Build, Borrow, or Just Fine-Tune? A Political Scientist's Guide to Choosing NLP Models

Abstract

Political scientists increasingly face a consequential choice when adopting natural language processing tools: build a domain-specific model from scratch, borrow and adapt an existing one, or simply fine-tune a general-purpose model on task data? Each approach occupies a different point on the spectrum of performance, cost, and required expertise, yet the discipline has offered little empirical guidance on how to navigate this trade-off. This paper provides such guidance. Using conflict event classification as a test case, I fine-tune ModernBERT on the Global Terrorism Database (GTD) to create Confli-mBERT and systematically compare it against ConfliBERT, a domain-specific pretrained model that represents the current gold standard. Confli-mBERT achieves 75.46% accuracy compared to ConfliBERT's 79.34%. Critically, the four-percentage-point gap is not uniform: on high-frequency attack types such as Bombing/Explosion (F1 = 0.95 vs. 0.96) and Kidnapping (F1 = 0.92 vs. 0.91), the models are nearly indistinguishable. Performance differences concentrate in rare event categories comprising fewer than 2% of all incidents. I use these findings to develop a practical decision framework for political scientists considering any NLP-assisted research task: when does the research question demand a specialized model, and when does an accessible fine-tuned alternative suffice? The answer, I argue, depends not on which model is "better" in the abstract, but on the specific intersection of class prevalence, error tolerance, and available resources. The model, training code, and data are publicly available on Hugging Face.
Paper Structure (42 sections, 3 equations, 5 figures, 13 tables)

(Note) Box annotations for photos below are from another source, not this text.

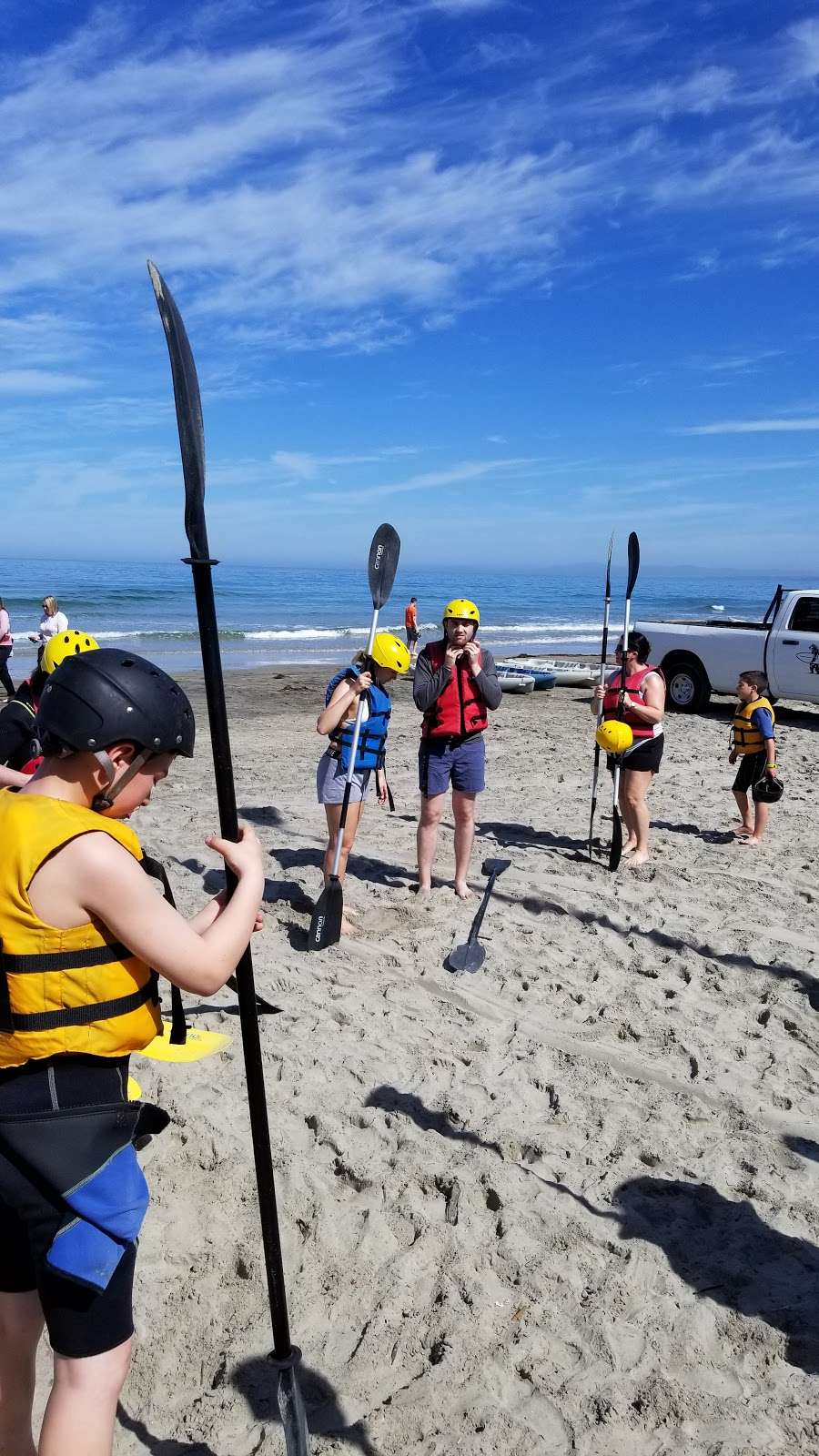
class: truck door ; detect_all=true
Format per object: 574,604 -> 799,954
768,595 -> 819,702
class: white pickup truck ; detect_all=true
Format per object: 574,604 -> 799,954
637,587 -> 819,713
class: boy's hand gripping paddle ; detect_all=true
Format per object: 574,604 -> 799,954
147,262 -> 310,1456
609,531 -> 640,871
589,536 -> 613,859
446,859 -> 511,971
308,524 -> 400,951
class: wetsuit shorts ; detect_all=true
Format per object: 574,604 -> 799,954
606,733 -> 664,774
0,1056 -> 137,1360
419,733 -> 487,799
317,753 -> 373,804
733,753 -> 768,794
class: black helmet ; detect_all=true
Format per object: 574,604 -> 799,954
36,648 -> 196,759
751,774 -> 785,804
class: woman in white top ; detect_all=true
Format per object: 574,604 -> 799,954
29,597 -> 68,642
0,597 -> 15,697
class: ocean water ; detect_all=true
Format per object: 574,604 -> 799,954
0,556 -> 777,680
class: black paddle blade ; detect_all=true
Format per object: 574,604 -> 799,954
308,876 -> 344,951
446,941 -> 487,971
609,805 -> 622,871
625,531 -> 640,597
147,262 -> 210,561
277,1370 -> 310,1456
480,859 -> 511,875
368,524 -> 400,612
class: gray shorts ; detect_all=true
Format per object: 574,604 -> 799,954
317,753 -> 373,804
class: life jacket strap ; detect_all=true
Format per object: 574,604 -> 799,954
0,973 -> 156,1032
141,854 -> 188,1046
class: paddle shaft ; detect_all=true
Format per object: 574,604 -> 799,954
466,869 -> 499,945
185,558 -> 293,1360
331,606 -> 379,879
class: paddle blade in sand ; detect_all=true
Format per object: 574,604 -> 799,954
148,264 -> 309,1456
309,874 -> 344,951
446,859 -> 511,971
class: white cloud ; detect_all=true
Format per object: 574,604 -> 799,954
0,369 -> 93,396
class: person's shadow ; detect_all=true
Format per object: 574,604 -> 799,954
613,1177 -> 819,1374
230,1356 -> 379,1456
116,1402 -> 216,1456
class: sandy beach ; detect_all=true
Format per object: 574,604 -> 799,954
49,668 -> 819,1456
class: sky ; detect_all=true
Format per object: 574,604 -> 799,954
0,0 -> 819,581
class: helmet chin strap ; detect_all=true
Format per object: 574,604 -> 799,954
90,748 -> 155,814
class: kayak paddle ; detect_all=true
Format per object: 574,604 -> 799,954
609,531 -> 640,871
308,524 -> 400,951
147,262 -> 310,1456
446,859 -> 511,971
589,536 -> 613,859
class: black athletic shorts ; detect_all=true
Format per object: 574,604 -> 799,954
0,1056 -> 136,1359
733,753 -> 768,794
606,733 -> 664,774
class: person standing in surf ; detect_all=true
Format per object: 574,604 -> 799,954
317,632 -> 410,935
0,597 -> 15,697
592,632 -> 666,864
412,597 -> 502,900
404,597 -> 419,667
29,597 -> 68,642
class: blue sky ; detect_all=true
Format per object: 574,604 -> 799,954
0,0 -> 819,568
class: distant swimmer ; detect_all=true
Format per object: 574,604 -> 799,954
412,597 -> 502,900
404,597 -> 419,667
29,597 -> 68,642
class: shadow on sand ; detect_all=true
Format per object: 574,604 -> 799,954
231,1356 -> 379,1456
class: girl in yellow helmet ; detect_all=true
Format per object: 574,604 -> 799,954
317,632 -> 410,935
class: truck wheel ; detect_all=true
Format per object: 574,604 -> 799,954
663,658 -> 711,713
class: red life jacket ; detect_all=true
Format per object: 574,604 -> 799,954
603,665 -> 664,738
421,642 -> 488,738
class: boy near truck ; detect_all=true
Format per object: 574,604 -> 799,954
729,672 -> 777,849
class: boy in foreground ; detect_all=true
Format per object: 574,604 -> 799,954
0,650 -> 264,1456
729,672 -> 777,849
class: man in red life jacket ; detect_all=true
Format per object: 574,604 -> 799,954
412,597 -> 502,900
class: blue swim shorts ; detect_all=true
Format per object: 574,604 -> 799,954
419,733 -> 487,799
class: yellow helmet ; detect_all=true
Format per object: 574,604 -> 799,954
370,632 -> 410,672
443,597 -> 480,628
594,718 -> 634,753
39,628 -> 99,677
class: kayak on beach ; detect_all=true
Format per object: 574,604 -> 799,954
497,657 -> 594,690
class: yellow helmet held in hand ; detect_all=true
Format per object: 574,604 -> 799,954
443,597 -> 480,628
594,718 -> 634,753
370,632 -> 410,672
39,628 -> 99,677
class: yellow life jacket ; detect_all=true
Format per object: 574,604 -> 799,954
732,697 -> 777,754
0,789 -> 162,1067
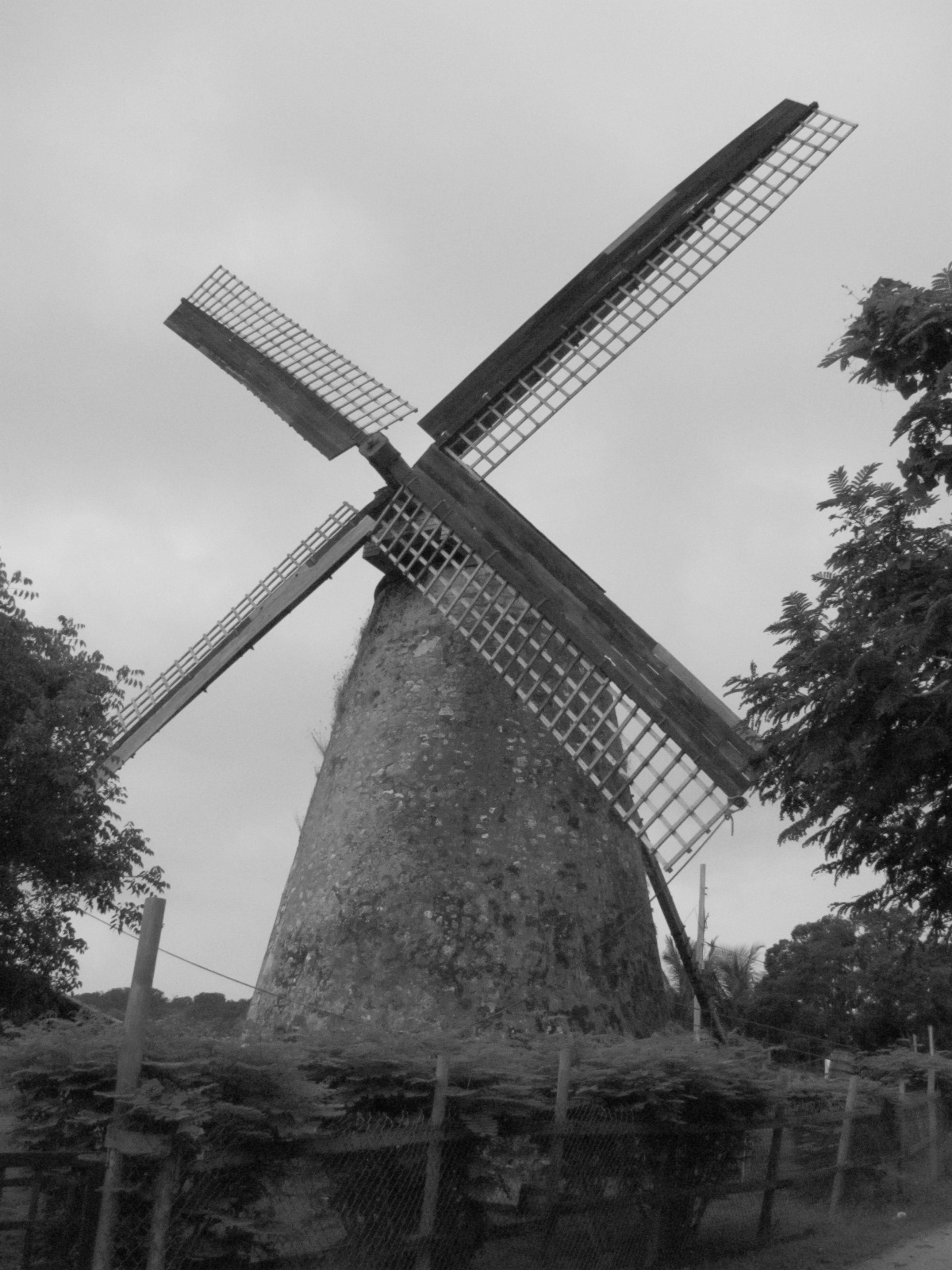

This paper contains 42 sections, 3 equations, 5 figures, 13 tables.

Figures (5)

  • Figure 1: AUC performance of ConfliBERT and Confli-mBERT across attack types, plotted against class prevalence on a logarithmic scale. The two models converge in performance as class size increases, but ConfliBERT mantains a strict advantage.
  • Figure 2: The AUC difference between ConfliBERT and Confli-mBERT, plotted against class prevalence (log scale). The dashed red line shows the logarithmic trend. The performance gap narrows toward zero for common attack types.
  • Figure 3: Overall classification accuracy across nine models evaluated on a stratified 2,000-event sample from the GTD test set. The three fine-tuned models (dark bars) form a distinct performance tier above the commercial APIs (medium bars), which in turn outperform the locally deployed open-source models used without any fine-tuning (light bars). The gap between the weakest fine-tuned model (ConflLlama, 72.9%) and the strongest commercial API (Gemini Flash, 65.9%) is nearly seven percentage points.
  • Figure 4: Model size (total parameters, log scale) plotted against Micro F1 classification performance. Fine-tuned models ($\bigstar$) cluster in the upper left: small models with high performance. Commercial APIs ($\blacklozenge$) and open-source models ($\bullet$) occupy the lower right: large models with mediocre to poor performance. ConfliBERT, at 110 million parameters, outperforms DeepSeek V3.2, a model roughly 6,200 times its size. The relationship between size and performance is negative across model families, demonstrating that task-specific fine-tuning overwhelmingly dominates model scale for classification tasks.
  • Figure 5: F1 scores for all nine models across all nine attack types. Green cells indicate strong performance ($\geq$0.70); yellow indicates moderate performance (0.40--0.69); red indicates poor performance ($<$0.40). The leftmost three columns (fine-tuned models) are predominantly green across most attack types. The rightmost six columns (zero-shot models) show high variance: strong performance on Bombing/Explosion but near-zero performance on Unknown and Barricade Incident.